Keep a Commonplace Book

About ten years ago, I attended the U.S. Foreign Service Institute with several colleagues— a two-week regional study course on the what the State Department calls South Asia (Afghanistan, Pakistan, India and the former “Stans” of the Soviet Union). While there, during a few lectures which failed to capture our attention successfully, we came up with the idea for the Grail Diary. 

In short, the concept is the journal that Dr. Jones, Sr. had in Indiana Jones and the Last Crusade, as written by the Dos Equis Most Interesting Man in the World. Here’s a few snippets of how he’s characterized in the commercials:

  • He has inside jokes with people he’s never met.

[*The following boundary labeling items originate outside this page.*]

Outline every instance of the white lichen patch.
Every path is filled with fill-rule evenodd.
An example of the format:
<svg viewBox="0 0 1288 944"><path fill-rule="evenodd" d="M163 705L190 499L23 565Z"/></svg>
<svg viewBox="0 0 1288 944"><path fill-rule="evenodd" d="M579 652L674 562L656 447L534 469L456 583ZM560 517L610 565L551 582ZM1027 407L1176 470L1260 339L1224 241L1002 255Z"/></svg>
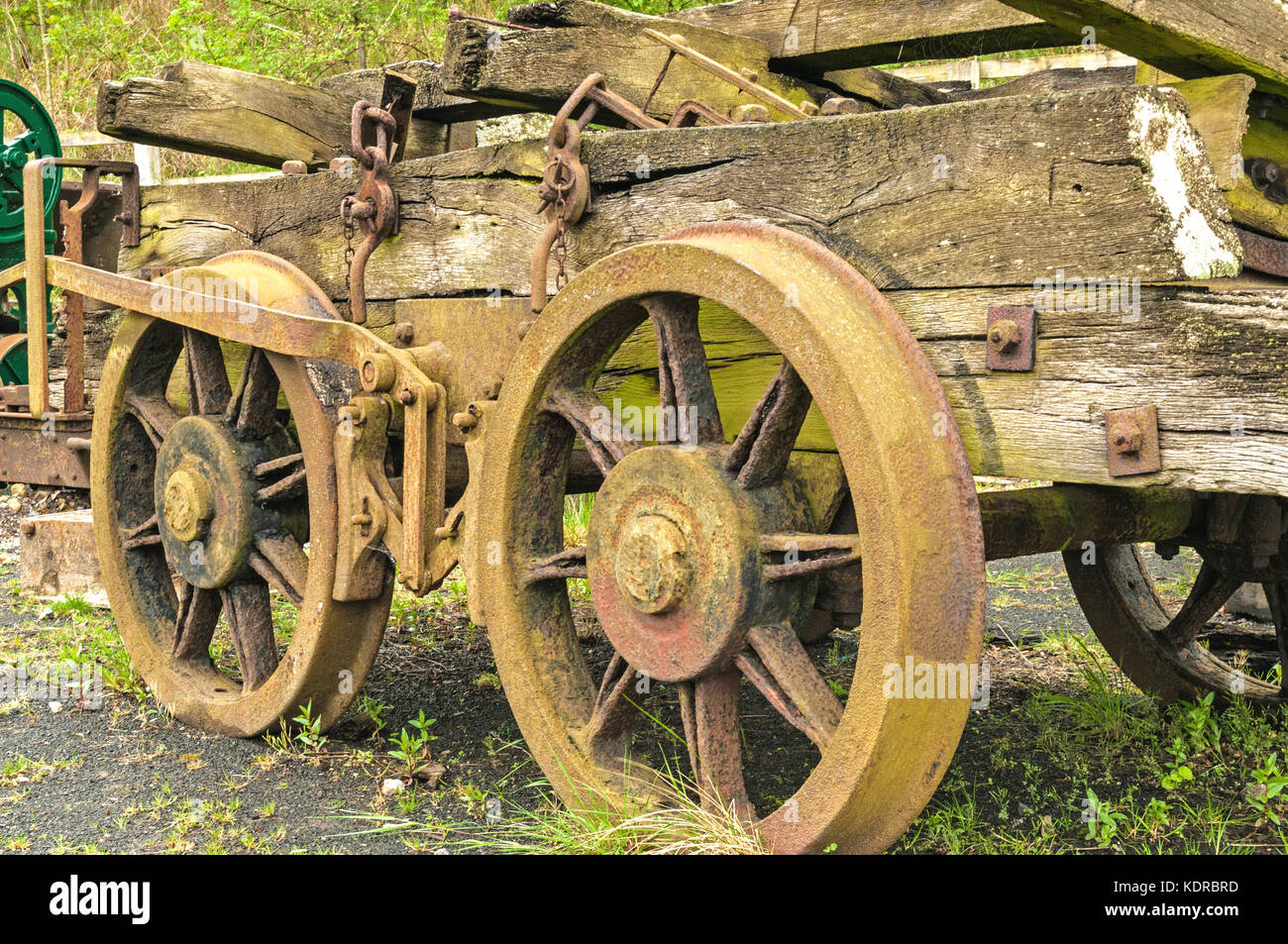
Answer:
<svg viewBox="0 0 1288 944"><path fill-rule="evenodd" d="M1145 184L1167 214L1185 276L1236 276L1240 261L1231 245L1233 234L1226 231L1222 238L1195 206L1195 184L1209 183L1216 192L1216 176L1211 169L1203 173L1207 152L1185 115L1154 95L1142 94L1132 109L1131 137L1145 158Z"/></svg>

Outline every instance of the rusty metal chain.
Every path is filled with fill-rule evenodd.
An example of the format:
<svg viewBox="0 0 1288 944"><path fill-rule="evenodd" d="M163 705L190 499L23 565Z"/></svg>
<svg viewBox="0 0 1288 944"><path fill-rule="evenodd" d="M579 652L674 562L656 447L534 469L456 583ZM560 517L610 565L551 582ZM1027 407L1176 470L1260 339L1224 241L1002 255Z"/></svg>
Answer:
<svg viewBox="0 0 1288 944"><path fill-rule="evenodd" d="M362 185L357 194L340 201L340 225L345 238L345 291L349 295L349 318L355 325L367 321L367 260L385 238L398 232L398 197L389 184L398 122L394 116L366 99L353 106L350 137L353 156L362 166ZM353 249L355 227L366 237Z"/></svg>

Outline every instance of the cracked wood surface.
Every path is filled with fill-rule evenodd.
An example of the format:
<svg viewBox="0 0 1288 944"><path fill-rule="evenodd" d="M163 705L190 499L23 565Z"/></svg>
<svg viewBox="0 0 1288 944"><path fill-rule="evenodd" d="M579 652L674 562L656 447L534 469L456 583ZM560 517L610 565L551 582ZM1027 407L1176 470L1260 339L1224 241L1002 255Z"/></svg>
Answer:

  • He lives vicariously, through himself.

  • He once taught a German shepherd how to bark in Spanish.

  • Two countries went to war to dispute HIS nationality.

  • He’s a lover not a fighter, but he’s also a fighter so don’t get any ideas.

  • His garden maze is responsible for more missing persons than the Bermuda triangle.

  • His business card simply says, ‘I’ll Call You.”

  • If he was to pat you on the back, you would list it on your resume.

  • He once played a game of Russian Roulette with a fully loaded magnum and won.

  • He is the life of parties that he has never attended.

  • He once won the Tour-de-France but was disqualified for riding a unicycle.

  • He is left-handed. And right-handed.

  • Time waits on no one, but him.

We thought our idea was so revolutionary- What would the entries be if the Most Interesting Man in The World had a Grail Diary? How to tame a Bengalese Tiger, Routes to Avoid on the North Face, Tips For Getting Through Customs in North Korea, What the Dalai Lama Told Me About My Last Three Lives, The Paella Recipe I Served The Spanish Prime Minister. 

It was only later that I understood that we had blundered into a very ancient concept- that of a commonplace book. Here is Ryan Holiday talking about it.

From Holiday: “A commonplace book is a central resource or depository for ideas, quotes, anecdotes, observations, and information you come across during your life and didactic pursuits. The purpose of the book is to record and organize these gems for later use in your life — in your business, in your writing, speaking or whatever it is that you do.”

Some of the greatest men and women in history have kept these books. Marcus Aurelius kept one–which more or less became Meditations. Petrarch kept one. Montaigne, who invented the essay, kept a handwritten compilation of sayings, maxims and quotations from literature and history that he felt were important. His earliest essays were little more than compilations of these thoughts. Napoleon, Thomas Jefferson, and Virginia Woolf all kept one. HL Mencken, who, as his biographer put it, “methodically filled notebooks with incidents, recording straps of dialog and slang” and favorite bits from newspaper columns he liked. Bill Gates keeps one.

The picture above is a few examples of grail diaries/commonplace books I have kept over the years. As Herbert Simon says, “In a wealth of information there is a poverty of attention.” Keeping a Grail Diary is a way to push back against the flood, the glut of sensory input. To curate and capture what is important to you.

Some people keep digital commonplace books in knowledge management software such as Notion, Obsidian, Google Keep, etc. While I do think this is valuable, there is something about the analog process of capturing quotes, concepts, ideas, and aspirations through the embodied process of writing that encodes the knowledge. 

Nassim Taleb discusses the difference between Fragile, Robust/Resilient, and Antifragile in Antifragile: Things That Gain From Disorder. Knowledge captured electronically is Fragile. You can run out of power, drop your device in water, have a software or server crash. A physical notebook is Resilient- you can throw it in your pack for any Zombie Apocalypse style scenarios that go down over the next decade, or just to peruse on a long plane flight. Finally, the act of physically writing things down will encode it into your Memory, which would be the most Antifragile of the three. Memorization allows you to transmit the gathered wisdom to others orally, and update it faster than a digital or analog repository. 

Keeping a commonplace book aids in capturing the relevant tidbits of your life, fosters creative breakthroughs through cross-disciplinary connections, and facilitates the emergence of wisdom. Do it!